Switch the stimulator off with a 250 millisecond ramp down. Then with the stimulation still at the clinically effective voltage, switch the stimulator on with a 250 millisecond ramp up. Ask the patient about paresthesia or any other side effects experienced upon switching off and on the stimulation if side effects are present.
Continue to reduce the voltage in steps of 0.25 volts and test for paresthesia by switching the stimulation off and on when no more paresthesia is reported. Set the voltage 0.1 volts below this threshold and turn on the stimulation. Next, increase the beta amplitude trigger threshold and ensure that the clinical effect remains continue to gradually increase the beta amplitude trigger threshold to a level that results in the minimum time on stimulation.
Whilst maintaining a clinical effect, aim for stimulation to be on at most 50%of the time. Adjusting the trigger threshold and stimulation parameters to ensure appropriate adaptive DBS without self triggering is a crucial step. Achieving this requires careful and slow titration of the threshold and stimulation voltages whilst closely monitoring the patient.

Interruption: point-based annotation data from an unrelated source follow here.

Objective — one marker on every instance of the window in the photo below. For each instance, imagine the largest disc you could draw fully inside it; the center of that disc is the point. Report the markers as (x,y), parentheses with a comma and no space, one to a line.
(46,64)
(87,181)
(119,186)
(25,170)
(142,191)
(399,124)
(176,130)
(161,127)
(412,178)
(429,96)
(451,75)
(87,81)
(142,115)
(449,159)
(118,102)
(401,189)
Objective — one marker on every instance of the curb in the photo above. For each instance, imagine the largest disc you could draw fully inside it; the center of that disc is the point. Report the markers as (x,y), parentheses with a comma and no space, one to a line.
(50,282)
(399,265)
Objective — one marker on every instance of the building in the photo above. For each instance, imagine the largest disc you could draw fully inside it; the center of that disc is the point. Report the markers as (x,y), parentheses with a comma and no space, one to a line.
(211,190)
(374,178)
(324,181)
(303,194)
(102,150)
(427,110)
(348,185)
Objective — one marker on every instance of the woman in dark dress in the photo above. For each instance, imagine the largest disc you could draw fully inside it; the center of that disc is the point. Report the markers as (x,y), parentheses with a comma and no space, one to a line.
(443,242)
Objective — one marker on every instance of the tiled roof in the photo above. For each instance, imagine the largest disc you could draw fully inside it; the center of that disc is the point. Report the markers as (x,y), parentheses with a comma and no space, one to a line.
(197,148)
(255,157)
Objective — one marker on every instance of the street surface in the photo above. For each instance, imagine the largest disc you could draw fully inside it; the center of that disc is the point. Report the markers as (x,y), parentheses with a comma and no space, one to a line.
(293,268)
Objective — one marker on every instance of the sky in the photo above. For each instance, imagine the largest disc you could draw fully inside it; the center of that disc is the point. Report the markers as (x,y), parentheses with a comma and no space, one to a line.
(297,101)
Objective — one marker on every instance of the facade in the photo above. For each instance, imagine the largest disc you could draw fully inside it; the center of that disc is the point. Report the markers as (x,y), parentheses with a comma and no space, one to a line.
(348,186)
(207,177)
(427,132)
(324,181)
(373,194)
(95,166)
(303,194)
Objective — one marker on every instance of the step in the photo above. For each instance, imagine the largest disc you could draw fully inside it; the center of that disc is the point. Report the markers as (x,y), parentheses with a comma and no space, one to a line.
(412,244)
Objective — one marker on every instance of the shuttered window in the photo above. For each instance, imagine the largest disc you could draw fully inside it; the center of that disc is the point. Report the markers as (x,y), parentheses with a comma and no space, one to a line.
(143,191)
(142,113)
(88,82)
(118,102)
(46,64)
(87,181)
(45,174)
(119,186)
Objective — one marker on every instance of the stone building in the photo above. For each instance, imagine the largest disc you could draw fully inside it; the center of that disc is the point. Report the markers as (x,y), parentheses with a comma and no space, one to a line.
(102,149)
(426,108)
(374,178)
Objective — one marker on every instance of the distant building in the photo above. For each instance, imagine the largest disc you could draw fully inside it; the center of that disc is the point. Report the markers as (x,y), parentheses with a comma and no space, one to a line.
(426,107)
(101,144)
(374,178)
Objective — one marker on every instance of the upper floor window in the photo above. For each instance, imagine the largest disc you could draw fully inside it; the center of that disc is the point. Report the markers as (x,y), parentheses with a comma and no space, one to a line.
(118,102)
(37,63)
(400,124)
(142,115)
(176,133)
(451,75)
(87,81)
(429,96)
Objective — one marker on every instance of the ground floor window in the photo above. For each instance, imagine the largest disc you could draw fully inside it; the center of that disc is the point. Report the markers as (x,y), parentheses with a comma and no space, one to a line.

Once the trigger threshold and stimulation parameters are set, turn off the stimulation for 10 minutes to wash out the stimulation effect. Being sure to blind the patients to the test conditions. Begin to deliver adaptive DBS conventional DBS or no stimulation.
Allow the test condition to run for a five minute stabilization period. After five minutes, begin the clinical testing. Assess the patient using the unified Parkinson's Disease Rating Scale.
Objective assessment measures such as accelerometry or actigraphy could also be used. After finishing one test condition, turn off stimulation for another 10 minute rest period. Then trigger the next type of stimulation Again, beginning with a five minute stabilization period prior to performing the assessment.
Fix the voltage pulse width and stimulation frequency identically across test conditions so that the only difference relates to the timing of stimulation. With regard to beta amplitude throughout the clinical testing video, record the task so that an independent expert can perform a blinded assessment at a later time. The percent motor improvement from the unstimulated state as assessed by an unblinded observer during the experimental session is shown here for conventional DBS adaptive DBS and random stimulation Blinded assessments were also done by evaluating videos of the motor performance.
The motor scores were improved by 66%and 50%during adaptive DBS in the unblinded and blinded conditions respectively. Despite the reduced amount of total stimulation, the clinical outcome was 29%better unblinded and 27%better blinded in the adaptive DBS group compared with the conventional DBS group. While attempting this procedure, it's important to remember to continuously observe the patient for potential side effects or changes in clinical state Following this procedure.
Other approaches like triggering of different potential biomarkers or with different triggering levels or forms can be performed in order to explore the large variety of possible adaptive DBS paradigms.